Prior to his switch to sports cars in 2014, Tincknell focused all his energies on trying to reach Formula 1. Six years spent working up the European open-wheel ladder, culminating in race-winning runs with Carlin Racing in British F3 and European F3, helped Tincknell to make an easy transition to prototypes where he won at debut at Le Mans in LMP2. Factory roles followed at Nissan, Ford, Aston Martin, and Mazda, which have relied upon his racing and chassis development skills as their respective programs have come and gone.
The idea of coming back to open-wheel and putting all those miles and all he’s learned to use in IndyCar as he waits for the new LMDh prototype formula to launch in 2023 has certainly crossed the 29-year-old’s mind.
“In the past, there’s been talks about doing a test here or there, but it never quite worked out, so with a lot of things up in the air for me next year, I would be keen to showcase what I could do in IndyCar,” he told RACER. “We (IMSA) have a couple of races that we share with IndyCar every year, and I love being going down and seeing friends who are racing there. Clearly it’s an amazing series. I think those cars are just awesome.

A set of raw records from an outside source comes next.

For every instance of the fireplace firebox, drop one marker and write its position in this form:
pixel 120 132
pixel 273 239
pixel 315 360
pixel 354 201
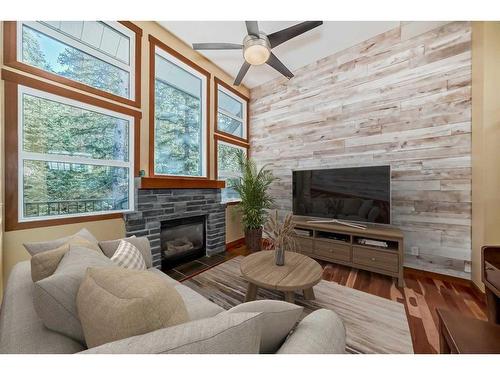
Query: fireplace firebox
pixel 182 240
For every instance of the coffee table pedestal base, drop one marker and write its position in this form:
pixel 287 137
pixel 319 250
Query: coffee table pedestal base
pixel 252 290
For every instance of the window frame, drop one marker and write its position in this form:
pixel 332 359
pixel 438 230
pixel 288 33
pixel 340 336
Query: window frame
pixel 231 141
pixel 15 83
pixel 175 57
pixel 11 51
pixel 244 100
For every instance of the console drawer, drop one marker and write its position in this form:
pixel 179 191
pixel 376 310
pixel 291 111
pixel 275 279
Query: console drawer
pixel 332 250
pixel 304 244
pixel 376 259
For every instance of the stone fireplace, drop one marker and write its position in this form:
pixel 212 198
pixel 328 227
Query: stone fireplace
pixel 160 210
pixel 182 240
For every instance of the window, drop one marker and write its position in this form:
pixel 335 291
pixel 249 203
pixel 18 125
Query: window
pixel 232 110
pixel 228 168
pixel 99 57
pixel 74 159
pixel 180 116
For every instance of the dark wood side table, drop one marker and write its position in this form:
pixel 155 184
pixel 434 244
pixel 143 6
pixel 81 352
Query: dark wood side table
pixel 459 334
pixel 490 275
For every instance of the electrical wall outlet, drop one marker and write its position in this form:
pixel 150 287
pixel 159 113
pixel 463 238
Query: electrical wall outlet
pixel 415 250
pixel 467 266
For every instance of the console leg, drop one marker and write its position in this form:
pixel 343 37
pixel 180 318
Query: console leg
pixel 251 292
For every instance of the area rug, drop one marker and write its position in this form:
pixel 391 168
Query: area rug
pixel 373 324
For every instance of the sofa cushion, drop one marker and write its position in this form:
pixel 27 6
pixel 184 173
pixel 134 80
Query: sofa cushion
pixel 37 247
pixel 21 329
pixel 198 307
pixel 321 332
pixel 278 319
pixel 127 256
pixel 222 334
pixel 141 243
pixel 45 263
pixel 115 303
pixel 55 296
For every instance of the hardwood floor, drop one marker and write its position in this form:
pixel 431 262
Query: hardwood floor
pixel 422 294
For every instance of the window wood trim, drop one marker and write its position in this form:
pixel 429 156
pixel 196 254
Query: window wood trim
pixel 245 99
pixel 230 140
pixel 153 43
pixel 12 80
pixel 10 60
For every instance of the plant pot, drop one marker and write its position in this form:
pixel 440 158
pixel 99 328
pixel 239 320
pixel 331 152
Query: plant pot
pixel 253 239
pixel 279 257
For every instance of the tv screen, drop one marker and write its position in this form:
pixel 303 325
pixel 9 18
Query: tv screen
pixel 353 194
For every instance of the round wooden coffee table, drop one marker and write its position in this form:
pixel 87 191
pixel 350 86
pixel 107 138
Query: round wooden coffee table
pixel 299 273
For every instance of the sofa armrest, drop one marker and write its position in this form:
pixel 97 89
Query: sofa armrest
pixel 222 334
pixel 321 332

“And I do feel like they would suit my driving style in terms of you just need to be ultra-aggressive, and just send it. For anyone who’s seen me at the end of races, that’s my philosophy. I’m the guy who cuts through the traffic try to take the win. I love racing in North America, and if I could develop something in IndyCar, I would grab any opportunity like that with both hands.”
As part of the Ford Chip Ganassi Racing program, Tincknell worked alongside IndyCar champions Scott Dixon and Tony Kanaan, and Champ Car champion Sebastien Bourdais. Ryan Hunter-Reay is another IndyCar champion who worked with Tincknell at Mazda, and altogether, there was nothing separating them on the stopwatch.

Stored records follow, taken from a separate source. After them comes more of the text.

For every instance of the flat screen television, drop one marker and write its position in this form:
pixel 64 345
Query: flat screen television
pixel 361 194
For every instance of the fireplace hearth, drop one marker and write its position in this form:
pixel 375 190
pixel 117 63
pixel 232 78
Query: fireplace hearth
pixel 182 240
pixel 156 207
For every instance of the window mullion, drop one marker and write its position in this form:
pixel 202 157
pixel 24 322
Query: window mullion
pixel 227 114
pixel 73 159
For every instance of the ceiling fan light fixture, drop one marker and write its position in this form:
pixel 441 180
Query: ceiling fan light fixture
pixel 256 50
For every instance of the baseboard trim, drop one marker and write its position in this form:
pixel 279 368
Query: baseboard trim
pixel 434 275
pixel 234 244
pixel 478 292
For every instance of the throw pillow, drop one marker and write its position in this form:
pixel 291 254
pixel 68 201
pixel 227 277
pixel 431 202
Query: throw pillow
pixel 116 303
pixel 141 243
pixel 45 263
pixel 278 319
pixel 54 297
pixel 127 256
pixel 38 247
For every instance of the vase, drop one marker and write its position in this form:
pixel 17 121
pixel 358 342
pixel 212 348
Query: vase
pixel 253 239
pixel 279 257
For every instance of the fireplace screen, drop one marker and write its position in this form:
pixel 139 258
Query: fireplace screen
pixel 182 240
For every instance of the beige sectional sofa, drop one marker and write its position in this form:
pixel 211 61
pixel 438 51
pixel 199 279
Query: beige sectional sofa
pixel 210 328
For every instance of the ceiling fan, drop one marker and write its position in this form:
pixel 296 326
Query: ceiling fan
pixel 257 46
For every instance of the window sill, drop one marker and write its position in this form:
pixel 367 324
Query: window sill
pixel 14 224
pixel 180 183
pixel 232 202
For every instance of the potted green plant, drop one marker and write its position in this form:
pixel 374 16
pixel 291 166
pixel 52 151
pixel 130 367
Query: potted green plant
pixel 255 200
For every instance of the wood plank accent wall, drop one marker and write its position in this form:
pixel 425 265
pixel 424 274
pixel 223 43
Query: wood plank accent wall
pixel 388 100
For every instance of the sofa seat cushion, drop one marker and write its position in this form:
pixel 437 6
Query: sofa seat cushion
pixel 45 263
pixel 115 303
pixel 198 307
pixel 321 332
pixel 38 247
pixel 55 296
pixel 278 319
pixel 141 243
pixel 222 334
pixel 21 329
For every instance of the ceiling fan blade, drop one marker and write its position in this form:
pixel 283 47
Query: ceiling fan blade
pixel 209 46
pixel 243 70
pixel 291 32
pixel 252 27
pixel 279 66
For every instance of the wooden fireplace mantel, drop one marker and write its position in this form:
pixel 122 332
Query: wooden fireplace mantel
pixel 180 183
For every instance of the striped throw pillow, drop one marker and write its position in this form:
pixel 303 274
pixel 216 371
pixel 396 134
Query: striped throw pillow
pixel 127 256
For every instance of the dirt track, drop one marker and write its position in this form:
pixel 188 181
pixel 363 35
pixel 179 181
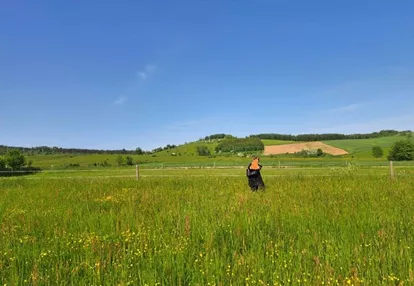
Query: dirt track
pixel 297 147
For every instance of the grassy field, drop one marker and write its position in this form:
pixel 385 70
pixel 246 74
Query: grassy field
pixel 362 148
pixel 343 226
pixel 270 142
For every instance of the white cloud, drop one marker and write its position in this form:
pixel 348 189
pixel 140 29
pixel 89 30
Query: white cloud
pixel 347 108
pixel 120 100
pixel 149 69
pixel 143 75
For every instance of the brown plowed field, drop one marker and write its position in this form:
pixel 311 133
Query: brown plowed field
pixel 297 147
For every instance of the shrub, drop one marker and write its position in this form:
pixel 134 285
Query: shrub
pixel 402 150
pixel 15 159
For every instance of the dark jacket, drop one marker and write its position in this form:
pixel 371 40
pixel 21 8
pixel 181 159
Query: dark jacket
pixel 255 178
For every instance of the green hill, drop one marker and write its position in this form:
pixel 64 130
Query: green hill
pixel 363 147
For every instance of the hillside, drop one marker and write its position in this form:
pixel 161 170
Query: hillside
pixel 363 147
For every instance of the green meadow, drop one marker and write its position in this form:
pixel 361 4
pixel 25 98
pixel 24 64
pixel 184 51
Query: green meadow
pixel 311 226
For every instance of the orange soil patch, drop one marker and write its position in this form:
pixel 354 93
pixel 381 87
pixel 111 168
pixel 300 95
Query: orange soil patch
pixel 297 147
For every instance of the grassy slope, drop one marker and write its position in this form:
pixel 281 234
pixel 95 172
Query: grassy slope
pixel 201 231
pixel 270 142
pixel 361 148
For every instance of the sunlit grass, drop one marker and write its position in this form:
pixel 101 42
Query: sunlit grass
pixel 338 230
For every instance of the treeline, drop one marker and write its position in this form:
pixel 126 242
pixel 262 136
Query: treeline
pixel 44 150
pixel 328 136
pixel 240 145
pixel 217 136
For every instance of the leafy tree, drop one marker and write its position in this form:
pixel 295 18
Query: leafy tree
pixel 377 152
pixel 402 150
pixel 120 161
pixel 15 159
pixel 240 145
pixel 129 161
pixel 203 151
pixel 2 164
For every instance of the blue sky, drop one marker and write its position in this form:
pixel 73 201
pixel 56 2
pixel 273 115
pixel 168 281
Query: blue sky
pixel 123 74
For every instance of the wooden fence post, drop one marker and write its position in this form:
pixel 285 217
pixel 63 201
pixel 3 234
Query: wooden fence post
pixel 137 171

“Within the Ford GT program, I had Scott, Tony, and Sebastien as teammates, and obviously Ryan Hunter-Reay was also my teammate when we won the 12 Hours of Sebring last year, and it’s been awesome racing with or against those guys when they come over to sports cars,” he said. “We’re always comparing ourselves when the star IndyCar drivers jump into our world, so I feel like it would be awesome if I could jump into their world and see how I’d work out.
“In particular, talking to Scott was insane because he’s just the most down-to-earth guy who gave me a lot of advice. He certainly gave me some inspiration on how you need to be within a team, the right work ethic to succeed, and a lot of things he uses to be so successful. It really makes me want to jump at IndyCar, and I’d be 110-percent prepared and committed to showing what I can do for a team there.”